I'm an EEE, and one of the strange things I've noticed is that, for whatever reason, people from a CompSci background is really, really have trouble building and understanding even simple state machines.
I suspect this unintuitiveness is the main reason why we don't see more state machines, as even in the case where they're an optimal solution many SWEs will shy away from them.
Locally-rendered UIs are probably one of the best examples of where state machines shine. State-machine based ImGuis lower complexity by orders of magnitude, yet, people still resist.

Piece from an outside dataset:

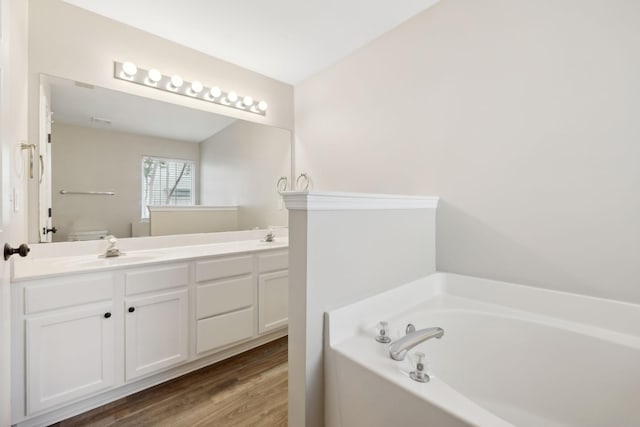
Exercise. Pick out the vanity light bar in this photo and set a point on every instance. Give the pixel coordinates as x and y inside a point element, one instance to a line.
<point>175,84</point>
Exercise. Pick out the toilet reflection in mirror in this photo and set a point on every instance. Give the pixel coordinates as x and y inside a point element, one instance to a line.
<point>131,166</point>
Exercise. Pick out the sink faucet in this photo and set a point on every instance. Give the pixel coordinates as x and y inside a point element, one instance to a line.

In software, it’s rare that two states can be transitioned between synchronously. Or at least, modeling a problem in terms of states that have synchronous transitions is hard. Waiting for user input, making a network request, disk IO, etc. are all asynchronous. This makes it annoying to design a state machine.
Just as an example, imagine you have two states you want to model, A and B. Let’s say the transition between A and B requires 3 async operations. You then need 8 total states: A, A_before_step_1, A_before_step_2, A_before_step3, B, B_before_step_1, B_before_step_2, and B_before_step_3. It just becomes totally unmanageable.
> This makes it annoying to design a state machine.
Annoying sure, but necessary right? With or without a state machine you have to handle all the states, and if you don't bother quantifying all possible states of your model and just winging it, it's not like those extra transition states magically disappear. Instead you just run into weird multithreading bugs and after banging your head against the wall for 5 hours you realize you forgot about a transitory state
And just to clarify, I don't mean handling every single state possible, because that's most likely infinite. But if you specify a finite number of states your app can be in, and then mark the invalid transitions to take you to an invalid state, then you can figure out when your app is in an invalid state immediately instead of having the weird bugs crop up randomly.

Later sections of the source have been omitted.